Dans le chapitre 13 de la deuxième partie du roman, qui a pour titre « L’infidélité de la fidélité », une seconde séquence elle aussi édifiée en scène, fait écho à celle-ci. Elle se déroule en Normandie, dans la chaumière qu’occupe alors Vellini, venue rejoindre son ancien amant, Ryno, qui passe sa lune de miel dans un château des environs. Il s’agit cette fois d’un tableau plus osé, qui peint les deux amants après l’amour. De même, la pantoufle, qui cristallise la puissance de signification de la scène romanesque, est perçue sous une autre perspective et le geste du pied n’est plus saisi dans son déroulement (sur le vif), mais sous l’angle de l’accompli.

Le feu s’éteignit dans l’âtre. La flamme de la lampe s’en allait, maigrissant, contre le mur. La chaumière trempait toute dans l’ombre. Il n’y avait plus d’éclairé par les charbons du foyer et la flamme vacillante, que le groupe qu’ils formaient sur les gerbes. Groupe difficile à saisir dans l’ensemble de son contour, sous ces lueurs errantes, coupées d’obscurités, lignes brisées qu’on ne suivait pas d’un seul regard. Ce n’étaient plus les chastes poses de l’Amour conjugal, que le séraphique Swedenborg a appelé le roi des Amours, et qu’il a symbolisé dans les cygnes, les oiseaux de Paradis et les tourterelles. C’étaient des attitudes lassées, déchevelées ; des reploiements de corps alourdis. Vellini, dont le pied crispé dans quelque pâmoison avait rejeté une de ses mules moresques, était plus que jamais, avec son miroir constellé, la sorcière au pied nu, qui vient de faire son charme, comme l’avait dit le vieux Prosny au commencement de cette histoire. Dans le désordre de la robe, étalée là, relevée ici, l’autre pied se retrouvait un peu plus loin sur les gerbes, chaussé de sa pantoufle écarlate, et l’autre pantoufle avait roulé presque au bord du brasier dans la cendre, brillant là, vide et solitaire, comme le soulier de verre perdu jadis par Cendrillon.

La dimension picturale du passage est particulièrement saisissante et fait moins advenir une image de l’ordre de la claire représentation qu’une sorte de hiéroglyphe, dans le jeu de l’ombre et de la lumière. Aux lignes torses du thyrse succèdent les « lignes brisées » de la chimère : celle des corps dont l’enchevêtrement chaotique peut s’exploiter comme l’indice d’une fureur charnelle, à condition de bien comprendre que l’érotique (comme précédemment le libertinage) est alors un concept qui ne saurait se restreindre au corporel dans un sens bassement réaliste. L’adjectif « déchevelés », comme le « reploiement » des corps, font signe vers l’informe et l’irreprésentable non pas par pudibonderie, mais parce que le choix esthétique de Barbey est ailleurs, dans l’expression de l’énergie et de l’intense, qui permettent précisément de transcender la matière. L’énergie excède la volonté, elle est de l’ordre de l’élan spontané : c’est ce que dit le « pied crispé » de Vellini, qui a « rejeté une de ses mules moresques », sans intentionnalité de la part de la Malagaise. Or l’envol fortuit de la pantoufle produit un tableau inédit en forme d’inclusion à l’intérieur du tableau plus large qui l’enserre. Feu contre-feu, la pantoufle écarlate n’est plus saisie dans son envol mutin mais constituée comme un objet esthétique et symbolique à part entière.

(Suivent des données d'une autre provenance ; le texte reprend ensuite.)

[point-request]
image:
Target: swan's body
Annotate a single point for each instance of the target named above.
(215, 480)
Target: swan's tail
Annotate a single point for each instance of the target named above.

La comparaison explicite avec « le soulier de verre perdu jadis par Cendrillon » permet d’éclairer la scène dans son ensemble. La tradition veut que la pantoufle vide génère la quête, en attente du pied idéal, mais dans Une vieille maîtresse la pantoufle, « au bord du brasier dans la cendre, brillant là, vide et solitaire », est donnée à voir au seul lecteur, observateur extérieur à la scène. L’objet du conte s’en trouve resémantisé, puisque sous cette forme nouvelle il résulte désormais de la convulsion érotique. Dès lors, le vide ne figure plus un manque à combler. Au contraire, il contribue à constituer un nouvel objet, qui tire toute sa valeur de sa description paradoxale : la pantoufle de Vellini, « écarlate », « brillant là, vide et solitaire », est une image érotique de l’accompli et l’emblème d’une poétique de l’intensité, du paradoxe et de la provocation, aux antipodes de l’univocité des images de Swedenborg que le narrateur convoque en contrepoint.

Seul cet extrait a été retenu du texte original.